RETRACTED: Concurrent Inhibition of NF-κB, Cyclooxygenase-2, and Epidermal Growth Factor Receptor Leads to Greater Anti-Tumor Activity in Pancreatic Cancer (Retracted article. See vol. 117, pg. 1961, 2016)

Inactivation of survival pathways such as NF-kappa B, cyclooxygenase (COX-2), or epidermal growth factor receptor (EGFR) signaling individually may not be sufficient for the treatment of advanced pancreatic cancer (PC) as suggested by recent clinical trials. 3,3'-Diindolylmethane (B-DIM) is an inhibitor of NF-kappa B and COX-2 and is a well-known chemopreventive agent. We hypothesized that the inhibition of NF-kappa B and COX-2 by B-DIM concurrently with the inhibition of EGFR by erlotinib will potentiate the anti-tumor effects of cytotoxic drug gemcitabine, which has been tested both in vitro and in vivo. Inhibition of viable cells in seven PC cell lines treated with B-DIM, erlotinib, or gemcitabine alone or their combinations was evaluated using 3-(4,5-dimetylthiazol-2-y1)-2,5-diphenyltetrazolium bromide (MU) assay. Significant inhibition in cell viability was observed in PC cells expressing high levels of COX-2, EGFR, and NF-kappa B proteins.
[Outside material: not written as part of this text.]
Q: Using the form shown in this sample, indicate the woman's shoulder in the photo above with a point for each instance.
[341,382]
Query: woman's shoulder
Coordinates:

The observed inhibition was associated with an increase in apoptosis as assessed by ELISA. A significant down-regulation in the expression of COX-2, NF-kappa B, and EGFR in BxPC-3, COLO-357, and HPAC cells was observed, suggesting that simultaneous targeting of EGFR, NF-kappa B, and COX-2 is more effective than targeting either signaling pathway separately. Our in vitro results were further supported by in vivo studies showing that B-DIM in combination with erlotinib and gemcitabine was significantly more effective than individual agents. Based on our preclinical in vitro and in vivo results, we conclude that this multi-targeted combination could be developed for the treatment of PC patients whose tumors express high levels of COX-2. EGFR, and NF-kappa B. J. Cell. Biochem. 110: 171-181, 2010. (C) 2010 Wiley-Liss, Inc.